Table 1 General Characteristics of the Participants Included in the Validation Study

Identification of fermented foods in the diet and comparison of mean intakes

The identification and classification of fermented foods from the FFQ and 24-h recall into food groups and subgroups, is provided in Additional file 1, Table S1. For the FFQ, 39 foods (18%) were classified as fermented, including 5 types of fermented beverages, 12 types of fermented cereals/grains, 3 types of chocolate, 17 types of fermented dairy products, and 2 other fermented products. A further 19 (9%) of foods in the FFQ food list were classified as ‘composite dishes that contain a fermented ingredient’ or ‘possibly fermented’. For the 24-h recall, 247 foods (16%) were classified as fermented, including 20 types of fermented beverages, 95 types of fermented cereals/grains, 20 types of cocoa products, 96 types of fermented dairy, 4 types of fermented fruits/vegetables, 6 types of fermented meat/fish, 4 types of fermented soya, and 2 other fermented products. A further 228 (14%) of foods in the recall food list were classified as ‘composite dishes containing a fermented ingredient’ or ‘possibly fermented’.

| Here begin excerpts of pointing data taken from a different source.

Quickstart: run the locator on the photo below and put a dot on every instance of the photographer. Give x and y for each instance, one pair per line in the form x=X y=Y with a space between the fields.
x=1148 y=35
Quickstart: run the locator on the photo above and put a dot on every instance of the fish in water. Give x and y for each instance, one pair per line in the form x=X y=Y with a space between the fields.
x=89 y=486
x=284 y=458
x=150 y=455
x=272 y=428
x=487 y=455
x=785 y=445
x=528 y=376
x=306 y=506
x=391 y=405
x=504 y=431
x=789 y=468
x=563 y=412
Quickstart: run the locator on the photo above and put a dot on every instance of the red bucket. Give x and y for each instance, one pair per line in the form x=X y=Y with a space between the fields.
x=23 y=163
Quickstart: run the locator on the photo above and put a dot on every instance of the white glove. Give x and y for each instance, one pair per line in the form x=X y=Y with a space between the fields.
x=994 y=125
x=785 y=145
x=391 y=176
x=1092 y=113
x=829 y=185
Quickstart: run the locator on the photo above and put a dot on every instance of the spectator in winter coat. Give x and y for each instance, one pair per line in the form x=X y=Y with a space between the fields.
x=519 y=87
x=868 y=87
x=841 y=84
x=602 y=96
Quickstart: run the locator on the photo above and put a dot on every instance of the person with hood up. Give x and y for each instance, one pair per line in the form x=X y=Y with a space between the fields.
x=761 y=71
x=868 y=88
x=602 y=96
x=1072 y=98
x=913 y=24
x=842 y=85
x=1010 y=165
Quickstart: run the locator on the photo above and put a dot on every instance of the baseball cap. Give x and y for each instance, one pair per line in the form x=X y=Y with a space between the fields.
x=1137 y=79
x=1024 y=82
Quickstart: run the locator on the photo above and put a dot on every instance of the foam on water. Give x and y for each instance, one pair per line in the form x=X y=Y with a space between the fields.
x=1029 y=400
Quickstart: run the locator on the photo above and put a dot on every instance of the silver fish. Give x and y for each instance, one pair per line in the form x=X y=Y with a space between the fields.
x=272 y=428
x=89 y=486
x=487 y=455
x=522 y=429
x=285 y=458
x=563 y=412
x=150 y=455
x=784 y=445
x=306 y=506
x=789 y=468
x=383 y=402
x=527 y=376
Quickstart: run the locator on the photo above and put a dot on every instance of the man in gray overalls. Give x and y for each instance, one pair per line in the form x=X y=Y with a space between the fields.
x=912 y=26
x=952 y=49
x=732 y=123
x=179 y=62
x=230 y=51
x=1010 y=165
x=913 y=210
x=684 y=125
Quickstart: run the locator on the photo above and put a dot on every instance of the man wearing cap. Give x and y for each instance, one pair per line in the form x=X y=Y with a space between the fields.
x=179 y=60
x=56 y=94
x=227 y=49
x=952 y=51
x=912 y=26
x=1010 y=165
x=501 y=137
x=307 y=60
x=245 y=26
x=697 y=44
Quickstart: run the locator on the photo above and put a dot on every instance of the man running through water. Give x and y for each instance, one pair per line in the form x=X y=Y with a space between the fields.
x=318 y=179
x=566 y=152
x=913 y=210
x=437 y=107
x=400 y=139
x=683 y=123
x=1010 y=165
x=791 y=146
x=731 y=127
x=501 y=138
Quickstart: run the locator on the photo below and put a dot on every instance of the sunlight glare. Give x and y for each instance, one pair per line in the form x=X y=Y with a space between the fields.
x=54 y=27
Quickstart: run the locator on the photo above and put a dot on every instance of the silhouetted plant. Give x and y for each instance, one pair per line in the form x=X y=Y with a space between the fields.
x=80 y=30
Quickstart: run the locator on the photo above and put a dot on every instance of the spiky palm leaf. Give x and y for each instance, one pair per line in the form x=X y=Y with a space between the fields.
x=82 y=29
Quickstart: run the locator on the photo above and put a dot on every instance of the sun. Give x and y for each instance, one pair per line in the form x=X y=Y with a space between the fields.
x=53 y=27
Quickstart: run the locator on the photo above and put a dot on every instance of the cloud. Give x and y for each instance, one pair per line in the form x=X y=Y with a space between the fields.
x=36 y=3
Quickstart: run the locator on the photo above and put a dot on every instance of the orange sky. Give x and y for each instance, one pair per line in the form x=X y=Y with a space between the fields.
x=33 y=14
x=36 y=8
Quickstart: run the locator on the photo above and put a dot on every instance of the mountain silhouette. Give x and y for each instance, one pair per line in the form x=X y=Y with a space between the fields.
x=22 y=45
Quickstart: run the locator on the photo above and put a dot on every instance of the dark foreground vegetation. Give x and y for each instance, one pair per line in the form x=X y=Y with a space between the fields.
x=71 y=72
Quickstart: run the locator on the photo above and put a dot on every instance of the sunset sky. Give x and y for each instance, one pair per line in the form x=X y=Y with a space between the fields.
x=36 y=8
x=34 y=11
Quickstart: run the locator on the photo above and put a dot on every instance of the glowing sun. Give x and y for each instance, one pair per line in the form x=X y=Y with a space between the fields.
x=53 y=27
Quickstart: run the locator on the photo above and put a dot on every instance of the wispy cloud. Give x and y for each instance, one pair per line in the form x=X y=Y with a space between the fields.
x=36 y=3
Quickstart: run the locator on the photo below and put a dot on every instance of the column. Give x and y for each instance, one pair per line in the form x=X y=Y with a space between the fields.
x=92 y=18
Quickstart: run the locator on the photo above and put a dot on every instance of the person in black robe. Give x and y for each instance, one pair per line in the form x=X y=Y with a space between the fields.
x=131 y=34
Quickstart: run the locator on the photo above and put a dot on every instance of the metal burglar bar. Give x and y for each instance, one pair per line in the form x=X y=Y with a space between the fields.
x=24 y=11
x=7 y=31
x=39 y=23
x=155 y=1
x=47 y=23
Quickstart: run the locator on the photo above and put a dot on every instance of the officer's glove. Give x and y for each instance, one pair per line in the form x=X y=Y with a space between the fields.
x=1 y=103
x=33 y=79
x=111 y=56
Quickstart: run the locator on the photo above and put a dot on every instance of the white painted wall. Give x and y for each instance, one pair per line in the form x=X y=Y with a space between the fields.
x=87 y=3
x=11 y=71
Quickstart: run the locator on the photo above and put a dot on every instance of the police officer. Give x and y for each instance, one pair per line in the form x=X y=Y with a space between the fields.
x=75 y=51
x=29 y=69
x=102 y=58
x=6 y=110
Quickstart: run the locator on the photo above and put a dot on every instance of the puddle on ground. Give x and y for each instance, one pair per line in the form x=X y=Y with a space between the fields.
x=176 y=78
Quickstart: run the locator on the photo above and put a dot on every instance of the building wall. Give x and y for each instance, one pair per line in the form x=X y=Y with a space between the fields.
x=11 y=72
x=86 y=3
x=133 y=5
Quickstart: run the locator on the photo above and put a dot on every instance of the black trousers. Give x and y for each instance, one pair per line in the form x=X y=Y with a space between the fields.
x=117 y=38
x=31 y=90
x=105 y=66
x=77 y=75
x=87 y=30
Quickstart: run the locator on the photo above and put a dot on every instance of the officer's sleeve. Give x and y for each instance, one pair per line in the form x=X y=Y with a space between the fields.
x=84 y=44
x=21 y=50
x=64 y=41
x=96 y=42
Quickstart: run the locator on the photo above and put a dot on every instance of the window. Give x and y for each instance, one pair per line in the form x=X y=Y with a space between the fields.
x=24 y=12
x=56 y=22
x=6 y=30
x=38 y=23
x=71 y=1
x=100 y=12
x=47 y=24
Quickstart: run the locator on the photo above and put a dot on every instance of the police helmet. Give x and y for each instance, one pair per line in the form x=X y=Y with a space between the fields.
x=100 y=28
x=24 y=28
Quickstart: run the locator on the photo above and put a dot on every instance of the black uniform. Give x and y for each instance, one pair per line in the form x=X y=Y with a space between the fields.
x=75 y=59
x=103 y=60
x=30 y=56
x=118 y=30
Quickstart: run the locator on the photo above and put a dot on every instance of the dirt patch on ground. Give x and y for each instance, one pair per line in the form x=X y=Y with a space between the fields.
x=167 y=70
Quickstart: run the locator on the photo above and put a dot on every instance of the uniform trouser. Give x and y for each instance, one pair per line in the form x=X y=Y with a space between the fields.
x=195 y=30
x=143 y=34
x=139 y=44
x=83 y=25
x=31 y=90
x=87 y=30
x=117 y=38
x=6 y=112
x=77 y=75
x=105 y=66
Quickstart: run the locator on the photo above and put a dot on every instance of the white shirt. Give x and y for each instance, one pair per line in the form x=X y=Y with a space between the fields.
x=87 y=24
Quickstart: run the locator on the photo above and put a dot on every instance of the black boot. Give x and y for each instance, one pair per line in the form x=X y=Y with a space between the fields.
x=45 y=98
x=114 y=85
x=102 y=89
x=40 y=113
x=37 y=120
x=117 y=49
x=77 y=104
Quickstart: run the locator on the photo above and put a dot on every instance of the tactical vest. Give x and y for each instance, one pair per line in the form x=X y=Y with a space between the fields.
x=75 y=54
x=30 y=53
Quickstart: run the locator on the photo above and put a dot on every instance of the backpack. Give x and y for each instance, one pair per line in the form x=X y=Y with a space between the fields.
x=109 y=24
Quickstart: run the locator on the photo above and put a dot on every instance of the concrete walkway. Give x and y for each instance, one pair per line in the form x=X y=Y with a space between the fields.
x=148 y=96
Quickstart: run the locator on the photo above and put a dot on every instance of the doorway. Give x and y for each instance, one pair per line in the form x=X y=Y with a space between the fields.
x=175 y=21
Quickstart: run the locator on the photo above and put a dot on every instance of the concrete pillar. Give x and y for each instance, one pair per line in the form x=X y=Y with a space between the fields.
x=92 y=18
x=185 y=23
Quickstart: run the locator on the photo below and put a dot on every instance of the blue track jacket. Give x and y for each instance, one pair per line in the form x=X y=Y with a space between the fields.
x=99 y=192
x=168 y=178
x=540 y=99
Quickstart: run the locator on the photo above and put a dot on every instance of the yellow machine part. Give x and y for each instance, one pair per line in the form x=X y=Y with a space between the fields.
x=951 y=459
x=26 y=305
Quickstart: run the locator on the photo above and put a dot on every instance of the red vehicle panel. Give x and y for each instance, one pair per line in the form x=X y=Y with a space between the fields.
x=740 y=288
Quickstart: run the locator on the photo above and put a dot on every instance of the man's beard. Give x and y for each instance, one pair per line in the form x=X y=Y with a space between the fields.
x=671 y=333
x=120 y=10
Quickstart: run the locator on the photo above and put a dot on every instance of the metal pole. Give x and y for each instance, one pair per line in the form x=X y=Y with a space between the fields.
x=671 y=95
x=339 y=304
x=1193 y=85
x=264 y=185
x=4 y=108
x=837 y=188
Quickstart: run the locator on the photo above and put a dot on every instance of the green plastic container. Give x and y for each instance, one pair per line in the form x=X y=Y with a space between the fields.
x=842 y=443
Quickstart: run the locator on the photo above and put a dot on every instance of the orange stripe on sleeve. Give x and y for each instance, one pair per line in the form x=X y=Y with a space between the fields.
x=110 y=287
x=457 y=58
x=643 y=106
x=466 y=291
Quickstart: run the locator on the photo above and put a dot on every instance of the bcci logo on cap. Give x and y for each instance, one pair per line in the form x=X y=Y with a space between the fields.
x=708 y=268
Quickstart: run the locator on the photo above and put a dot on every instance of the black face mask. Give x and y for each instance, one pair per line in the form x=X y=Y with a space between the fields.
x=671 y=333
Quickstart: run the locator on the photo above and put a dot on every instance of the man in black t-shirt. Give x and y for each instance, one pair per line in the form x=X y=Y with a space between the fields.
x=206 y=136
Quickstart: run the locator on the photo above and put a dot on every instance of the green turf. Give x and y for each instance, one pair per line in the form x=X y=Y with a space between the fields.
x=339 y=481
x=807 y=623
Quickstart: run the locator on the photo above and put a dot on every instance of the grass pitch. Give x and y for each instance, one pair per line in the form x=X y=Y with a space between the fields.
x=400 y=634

Mean energy-adjusted daily intakes and percentage of average daily energy intake for each fermented food group, the number of consumers per food group, as well as the percent and absolute differences in mean intakes, are presented in Table 2. The mean daily energy intake as estimated by the FFQ was 2144 (±505) kcal/day, which was comparable to the energy intake estimated by the 24-h recalls of 2129 (±444) kcal/day (0.68% difference). Fermented food groups with the highest intakes for both the FFQ and 24-h recall were total fermented beverages (respectively, 606 and 610 g/day; the main contributor was coffee), fermented dairy (respectively, 171 and 176 g/day; the main contributor was yoghurt), and fermented cereals/grains (respectively, 129 and 143 g/day; the main contributor was wholegrain bread). When expressed as a percentage of average daily energy intake, the main contributor changed for total fermented beverages to wine (respectively, 2.6 and 2.8%, for the FFQ and 24-h recall), and for total fermented dairy to cheese (respectively, 4.9 and 5.2%). For fermented cereals/grains, the main contributor remained wholegrain bread (respectively, 9.5 and 9.3%). Taking into account all fermented food groups, the mean percent (and absolute) difference between the FFQ and the 24-h recall data ranged from 0.3% (0.1 g/day) for cheeses to 10,224.4% (41.9 g/day) for buttermilk. Mean intakes were similar between the FFQ and 24-h recall methods for total fermented beverages (percent difference of − 0.7%) and in particular coffee (2.1%), fermented cereals and grains (− 9.7%), with smaller differences for specific assessments of brown bread, wholegrain bread, and rye breads, and total fermented dairy (− 2.8%), particularly for cheeses (− 0.3%). On the contrary, percent differences in mean intake for buttermilk, quark, and white bread were large (≥53%).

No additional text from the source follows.